Neither perception is healthy nor much rested in reality. Both are formed around a very fixed idea that a leader must act decisively, with very little in the way of self-doubt. This is not wrong per se: a leader should be confident when making decisions, but it does not need to come complete with a shedding of all measure of self-awareness or a readiness for introspection. In fact, asking for feedback should be thought of as a critical part of a leader’s development.


Logically, you are never going to learn very much if you only rely on your own perception of how you are doing. The vast majority of people are likely to be fairly easy-going “soft markers” if left to assess their own capabilities, and even those more critical of their own performance are likely to look to external contributing factors as much as genuinely looking inwards. Getting the feedback of others is really the only way to balance this tendency towards natural self-praise.


This is why many professionals will be familiar with personal development techniques that aim to compile the opinions of the various stakeholders in your professional life – your reports, your managers, your peers – and then present them back to an individual as tightly-focused and hopefully-helpful feedback.


While exceedingly useful, leaders don’t necessarily need to wait for these more formalised feedback approaches to occur to their organisation’s HR departments and consultants. Far better to take the initiative themselves and help the conversation along. For example, star of a million LinkedIn shares, Richard Branson, has reported actively seeking the opinions of customers and other stakeholders, keeping a notebook of feedback which has a direct bearing on his leadership approach for improving company performance.


Or there’s the example of former GE CEO, Jack Welch, who helped members of his board of directors gather their own “intelligence” on his leadership performance by encouraging them to meet his executives in less formal visits where he wasn’t present. By inviting them to gain a more unfiltered view of his leadership in action, his board was able to provide feedback with real substance.


Obviously, the need to ask for feedback can be easier to say than to do – even where a leader can, themselves, surmount their trepidation to invite opinion (and, by extension, possible criticism), they must also find an approach that doesn’t alienate or intimidate the people they speak to. Faced with critiquing their boss, many people will be naturally cautious or outright suspicious, and will be taciturn to offer useful feedback.

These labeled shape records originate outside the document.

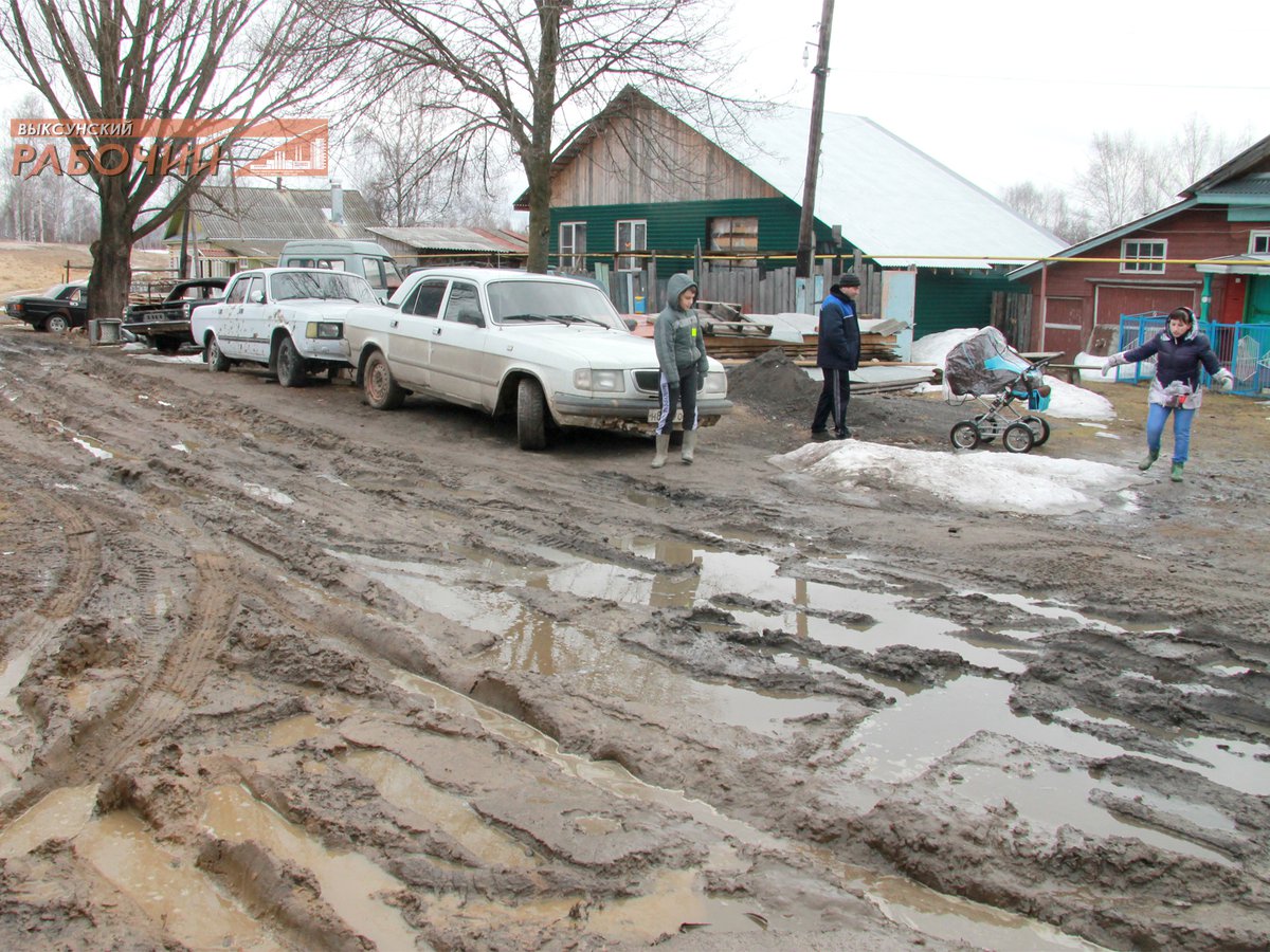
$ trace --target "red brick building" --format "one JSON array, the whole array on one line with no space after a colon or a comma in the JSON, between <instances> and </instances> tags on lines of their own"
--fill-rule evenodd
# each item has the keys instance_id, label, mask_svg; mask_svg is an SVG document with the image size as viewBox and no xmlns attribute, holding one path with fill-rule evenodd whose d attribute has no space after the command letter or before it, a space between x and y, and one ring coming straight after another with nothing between
<instances>
[{"instance_id":1,"label":"red brick building","mask_svg":"<svg viewBox=\"0 0 1270 952\"><path fill-rule=\"evenodd\" d=\"M1027 349L1071 358L1095 327L1182 305L1201 320L1270 324L1270 136L1181 199L1011 272L1033 294Z\"/></svg>"}]
</instances>

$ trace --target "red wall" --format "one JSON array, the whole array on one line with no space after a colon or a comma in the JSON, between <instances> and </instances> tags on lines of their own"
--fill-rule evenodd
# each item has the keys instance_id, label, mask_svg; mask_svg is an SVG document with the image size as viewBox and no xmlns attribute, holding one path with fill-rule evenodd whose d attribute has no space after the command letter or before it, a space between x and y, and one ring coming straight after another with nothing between
<instances>
[{"instance_id":1,"label":"red wall","mask_svg":"<svg viewBox=\"0 0 1270 952\"><path fill-rule=\"evenodd\" d=\"M1104 300L1097 315L1100 324L1114 324L1119 319L1119 311L1113 316L1111 310L1132 303L1134 300L1144 302L1140 310L1154 310L1166 303L1172 307L1187 305L1196 312L1200 310L1200 292L1204 287L1204 275L1195 270L1193 264L1172 264L1173 260L1201 260L1206 258L1219 258L1222 255L1247 254L1248 232L1264 231L1270 222L1229 222L1227 221L1226 206L1195 207L1179 212L1163 221L1158 221L1148 227L1138 228L1105 241L1096 248L1082 251L1071 263L1050 263L1045 269L1044 284L1046 298L1067 298L1058 310L1063 314L1063 322L1073 322L1072 298L1080 298L1081 331L1067 331L1062 335L1050 334L1050 338L1062 341L1064 352L1068 350L1067 341L1080 338L1087 340L1093 330L1095 298L1099 288L1104 288ZM1154 274L1121 274L1120 265L1115 261L1099 263L1083 259L1090 258L1120 258L1120 244L1124 240L1148 240L1168 242L1166 255L1168 264L1165 272ZM1243 311L1243 293L1247 287L1245 278L1238 286L1233 283L1236 275L1214 274L1212 282L1212 302L1209 315L1217 320L1229 320L1228 315ZM1043 327L1040 316L1041 308L1041 272L1029 274L1021 279L1033 293L1033 340L1029 345L1031 350L1041 349ZM1134 284L1151 286L1151 291L1142 288L1139 293L1133 292ZM1236 300L1237 298L1237 300ZM1057 302L1052 305L1055 307ZM1050 319L1053 320L1053 317ZM1238 320L1238 317L1234 317ZM1049 343L1054 343L1050 340ZM1048 345L1048 344L1046 344ZM1050 347L1050 349L1058 349ZM1071 358L1073 353L1068 352Z\"/></svg>"}]
</instances>

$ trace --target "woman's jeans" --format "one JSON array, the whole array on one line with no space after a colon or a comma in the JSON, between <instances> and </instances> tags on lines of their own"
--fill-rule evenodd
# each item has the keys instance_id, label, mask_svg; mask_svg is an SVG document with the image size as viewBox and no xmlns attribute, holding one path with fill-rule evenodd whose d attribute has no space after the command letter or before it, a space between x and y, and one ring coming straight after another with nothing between
<instances>
[{"instance_id":1,"label":"woman's jeans","mask_svg":"<svg viewBox=\"0 0 1270 952\"><path fill-rule=\"evenodd\" d=\"M1173 415L1173 462L1184 463L1190 454L1190 425L1195 419L1194 410L1151 404L1147 407L1147 449L1152 453L1160 452L1160 437L1163 435L1168 414Z\"/></svg>"}]
</instances>

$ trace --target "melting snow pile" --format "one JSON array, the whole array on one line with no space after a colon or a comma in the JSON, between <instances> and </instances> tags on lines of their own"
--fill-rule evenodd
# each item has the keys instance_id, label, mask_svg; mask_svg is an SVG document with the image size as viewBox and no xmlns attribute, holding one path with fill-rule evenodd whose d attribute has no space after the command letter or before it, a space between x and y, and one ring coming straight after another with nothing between
<instances>
[{"instance_id":1,"label":"melting snow pile","mask_svg":"<svg viewBox=\"0 0 1270 952\"><path fill-rule=\"evenodd\" d=\"M913 341L913 357L912 359L917 363L933 363L939 367L944 366L944 360L947 359L949 350L955 348L958 344L969 340L975 334L982 330L980 327L954 327L952 330L945 330L939 334L928 334ZM1102 358L1097 359L1097 368L1102 367ZM1086 377L1086 371L1081 371L1081 378L1088 380L1092 377ZM1095 372L1096 373L1096 372ZM1110 380L1110 378L1109 378ZM1049 406L1045 409L1045 416L1060 416L1064 419L1078 419L1078 420L1110 420L1115 418L1115 410L1106 397L1095 393L1093 391L1085 390L1083 387L1077 387L1055 377L1046 376L1045 382L1050 387ZM928 385L925 390L940 390L940 387ZM975 404L969 404L970 407ZM973 414L972 414L973 415Z\"/></svg>"},{"instance_id":2,"label":"melting snow pile","mask_svg":"<svg viewBox=\"0 0 1270 952\"><path fill-rule=\"evenodd\" d=\"M1074 387L1073 387L1074 390ZM848 439L808 443L772 457L787 472L850 490L867 479L919 489L980 512L1059 515L1100 509L1101 498L1140 481L1119 466L1003 452L930 452Z\"/></svg>"}]
</instances>

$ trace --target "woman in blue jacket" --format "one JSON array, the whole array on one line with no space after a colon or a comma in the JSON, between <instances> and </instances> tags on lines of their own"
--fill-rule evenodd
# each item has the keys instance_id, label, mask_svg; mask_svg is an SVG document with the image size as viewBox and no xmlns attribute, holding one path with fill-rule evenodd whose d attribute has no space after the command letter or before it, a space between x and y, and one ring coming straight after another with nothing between
<instances>
[{"instance_id":1,"label":"woman in blue jacket","mask_svg":"<svg viewBox=\"0 0 1270 952\"><path fill-rule=\"evenodd\" d=\"M1156 358L1156 376L1151 381L1147 396L1147 458L1138 463L1139 470L1149 470L1160 458L1160 438L1165 432L1168 415L1173 416L1173 468L1170 479L1182 481L1182 467L1190 453L1190 429L1204 399L1199 388L1199 368L1213 376L1213 383L1222 390L1229 390L1234 382L1231 372L1222 367L1213 353L1208 338L1199 333L1195 312L1189 307L1179 307L1168 314L1168 325L1142 347L1111 354L1102 364L1106 374L1113 367L1123 363L1138 363L1151 357Z\"/></svg>"}]
</instances>

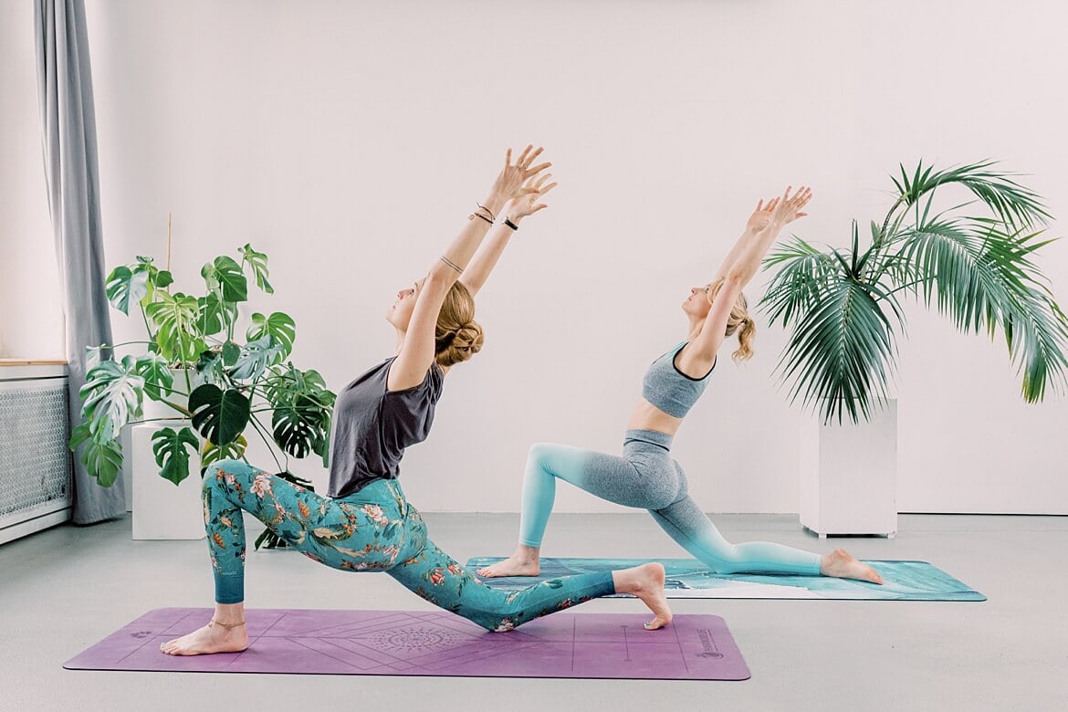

However, if you recognise that it is only fear – and largely irrational fear at that – that holds back both parties from making the process a success, it is certainly possible to get past this discomfort. If a leader demonstrates genuine openness to the process – helping to convince their report that they aren’t “out to get them” – and a report returns this show of trust, a leader can benefit from a genuine understanding of how they are truly performing as a leader.


Ahmad Badr is Chief Executive Officer of Abu Dhabi University Knowledge Group (ADUKG).